Me comentan que en las redacciones de algunos periódicos hay un panel semejante al que en los aeropuertos proporciona información sobre los vuelos. En el de las redacciones figuran los diez o quince artículos más leídos del día, de modo que los redactores ven si el que han escrito ellos aparece o no en esa especie de cuadro de honor. Como es lógico, el orden cambia continuamente, como en el de los aeropuertos. El artículo más leído a las 15:40 puede haber desaparecido a las 17:15 empujado por uno que acaba de entrar. Es difícil saber por qué un texto fracasa o tiene éxito desde el punto de vista de la cantidad de usuarios. Pero hay una cosa segura, y es que lo escatológico funciona. Una pieza titulada, por ejemplo, Mierda para todos está condenada a triunfar. Será pinchada por cientos o miles de lectores, aunque ninguno acabe de leerla. A la mayoría de los adultos continúan gustándole las versiones para mayores del «culo, caca, pedo, pis» de los niños.

No estoy muy seguro de la utilidad de esos paneles, si de verdad existen. Fijándose en ellos, uno puede ir deslizándose, consciente o inconscientemente, hacia aquellos asuntos o nomenclaturas que garantizan un puesto en el panel. Puede ir uno deslizándose, en fin, hacia la mierda. Hay, por cierto, muchas clases de mierda. Si usted escribe sobre Marichalar, por ejemplo, provocará la atención de numerosos lectores. Marichalar, en fin, vende, como venden sus hijos, Froilán o Victoria Federica. Resulta difícil decir algo interesante de ellos, y aquí reside parte del misterio, pero lo cierto es que la gente entra en sus vidas igual que los consumidores en los grandes almacenes el día que se inauguran las rebajas.

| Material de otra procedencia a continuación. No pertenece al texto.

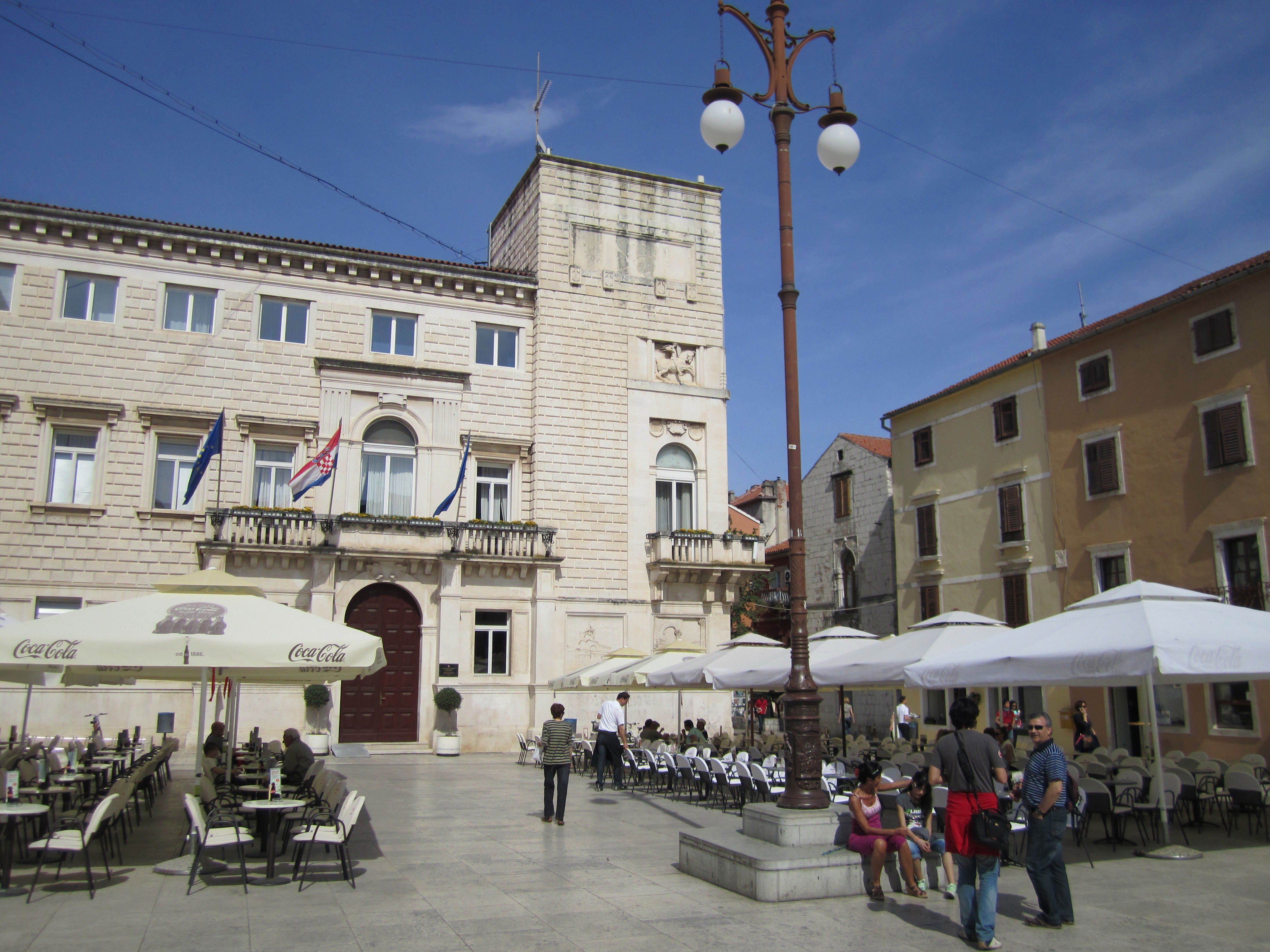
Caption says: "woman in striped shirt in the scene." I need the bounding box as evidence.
[542,703,573,826]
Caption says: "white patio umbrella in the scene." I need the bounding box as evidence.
[904,581,1270,858]
[547,647,644,690]
[811,612,1012,687]
[648,632,789,688]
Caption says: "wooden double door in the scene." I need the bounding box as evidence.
[339,583,423,743]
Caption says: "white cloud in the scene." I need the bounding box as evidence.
[406,96,576,150]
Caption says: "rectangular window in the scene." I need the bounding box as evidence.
[1081,354,1111,396]
[913,427,935,466]
[1084,437,1120,496]
[476,466,512,522]
[36,598,84,618]
[656,480,696,532]
[917,505,940,559]
[472,612,508,674]
[997,482,1024,542]
[1099,555,1129,591]
[833,472,851,519]
[922,688,949,726]
[155,438,198,509]
[992,397,1019,443]
[0,264,18,311]
[1209,681,1256,731]
[1191,311,1234,357]
[371,314,417,357]
[476,324,517,367]
[917,585,942,622]
[260,297,309,344]
[1156,684,1186,727]
[48,430,96,505]
[1202,401,1249,470]
[62,273,119,324]
[1001,575,1029,628]
[251,447,296,509]
[163,287,216,334]
[361,448,414,515]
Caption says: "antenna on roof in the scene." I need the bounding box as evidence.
[533,53,551,155]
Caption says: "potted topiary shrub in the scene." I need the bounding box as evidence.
[432,688,464,757]
[303,684,330,757]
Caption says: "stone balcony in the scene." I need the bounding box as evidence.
[199,508,561,567]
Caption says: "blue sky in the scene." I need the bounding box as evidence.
[0,0,1270,500]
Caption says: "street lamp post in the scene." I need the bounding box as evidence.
[701,0,860,810]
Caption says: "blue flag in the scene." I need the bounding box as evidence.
[183,410,225,505]
[433,433,472,517]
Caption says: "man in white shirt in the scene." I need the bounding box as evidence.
[895,694,913,740]
[596,690,631,790]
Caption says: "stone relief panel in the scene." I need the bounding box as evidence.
[648,416,706,442]
[565,614,626,671]
[653,340,697,387]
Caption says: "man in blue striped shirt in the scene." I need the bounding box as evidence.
[1022,711,1076,929]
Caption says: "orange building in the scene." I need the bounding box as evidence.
[1039,253,1270,759]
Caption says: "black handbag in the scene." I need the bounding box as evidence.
[952,731,1010,853]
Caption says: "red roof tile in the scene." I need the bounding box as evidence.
[884,251,1270,416]
[838,433,890,460]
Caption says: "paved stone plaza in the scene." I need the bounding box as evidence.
[0,754,1270,952]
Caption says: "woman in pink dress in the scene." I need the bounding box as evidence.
[847,760,930,903]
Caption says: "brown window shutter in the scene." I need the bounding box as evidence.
[1204,404,1249,470]
[997,484,1024,542]
[1084,437,1120,496]
[917,505,940,557]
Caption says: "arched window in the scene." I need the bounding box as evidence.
[842,548,860,608]
[656,443,697,532]
[361,416,415,515]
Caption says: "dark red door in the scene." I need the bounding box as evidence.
[339,584,422,741]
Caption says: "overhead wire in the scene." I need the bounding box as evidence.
[0,0,476,263]
[6,0,1213,274]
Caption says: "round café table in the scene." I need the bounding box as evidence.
[0,804,48,896]
[239,800,305,886]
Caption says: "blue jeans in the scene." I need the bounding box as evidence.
[1027,806,1076,925]
[952,853,1001,942]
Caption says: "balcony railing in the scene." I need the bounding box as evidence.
[207,508,557,559]
[1200,581,1270,612]
[648,532,763,565]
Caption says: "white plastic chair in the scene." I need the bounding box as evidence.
[27,793,118,903]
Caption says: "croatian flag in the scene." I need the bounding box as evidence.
[287,423,344,501]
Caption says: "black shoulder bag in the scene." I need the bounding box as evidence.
[952,731,1010,853]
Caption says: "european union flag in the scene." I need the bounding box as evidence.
[183,410,225,505]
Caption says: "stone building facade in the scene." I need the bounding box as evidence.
[0,156,763,750]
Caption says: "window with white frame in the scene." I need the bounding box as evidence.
[154,437,198,509]
[0,264,18,311]
[476,324,517,367]
[163,284,216,334]
[1156,684,1187,730]
[36,596,84,618]
[251,445,296,509]
[62,273,119,324]
[361,418,415,515]
[260,297,309,344]
[48,430,96,505]
[656,443,697,532]
[476,463,512,522]
[472,612,509,674]
[371,312,418,357]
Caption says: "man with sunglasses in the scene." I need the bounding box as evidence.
[1020,711,1076,929]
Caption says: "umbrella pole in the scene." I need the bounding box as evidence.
[18,684,31,746]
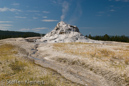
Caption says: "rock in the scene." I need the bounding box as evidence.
[37,21,103,43]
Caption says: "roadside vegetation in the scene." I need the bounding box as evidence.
[0,44,80,86]
[53,43,129,86]
[86,34,129,42]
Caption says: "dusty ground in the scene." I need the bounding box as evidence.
[0,39,129,86]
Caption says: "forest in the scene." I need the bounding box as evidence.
[0,30,45,39]
[85,34,129,42]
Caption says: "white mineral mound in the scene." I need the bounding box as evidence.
[37,21,103,43]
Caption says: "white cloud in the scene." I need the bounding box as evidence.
[19,27,48,32]
[34,27,48,30]
[0,21,13,30]
[115,0,120,1]
[27,10,40,12]
[42,19,58,22]
[0,21,12,23]
[110,9,115,12]
[12,3,20,6]
[33,17,38,19]
[43,16,47,18]
[0,24,13,30]
[43,11,50,13]
[0,7,21,12]
[69,0,83,24]
[19,28,31,31]
[60,1,69,21]
[15,16,26,19]
[109,0,129,2]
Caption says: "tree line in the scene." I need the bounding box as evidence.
[86,34,129,42]
[0,30,45,39]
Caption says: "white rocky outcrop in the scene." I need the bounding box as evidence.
[37,21,103,43]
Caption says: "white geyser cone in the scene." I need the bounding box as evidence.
[37,21,103,43]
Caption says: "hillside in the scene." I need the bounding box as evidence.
[0,30,44,39]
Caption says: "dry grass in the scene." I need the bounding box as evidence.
[53,43,129,84]
[53,43,129,64]
[0,44,80,86]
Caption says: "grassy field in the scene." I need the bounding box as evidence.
[0,44,80,86]
[53,43,129,86]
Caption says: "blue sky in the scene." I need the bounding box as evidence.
[0,0,129,36]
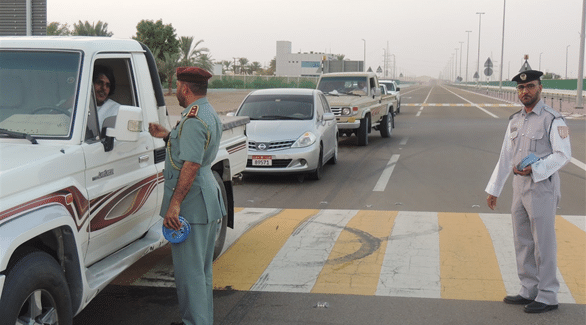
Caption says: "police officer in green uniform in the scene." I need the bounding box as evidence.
[486,70,572,313]
[149,67,226,325]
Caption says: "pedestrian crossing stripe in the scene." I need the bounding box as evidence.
[401,103,522,107]
[133,208,586,304]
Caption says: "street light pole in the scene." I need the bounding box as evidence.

Las listas, en general (sean de los libros más leídos o de los discos más escuchados) tienden a esclerotizar el gusto. En mi clase no había ningún niño que no quisiera aparecer en el cuadro de honor, excepto yo. Pero no lo hacía por originalidad, sino porque me parecía un sueño irrealizable, dadas mis carencias. Con el tiempo, he llegado a pensar que aquella renuncia, aunque dolorosa, constituyó una conquista de orden moral. No vale la pena salvar la vida al precio de mimetizarse, sobre todo si te tienes que parecer, como en el caso de algunos gusanos, al excremento del pájaro por el que temes ser comido.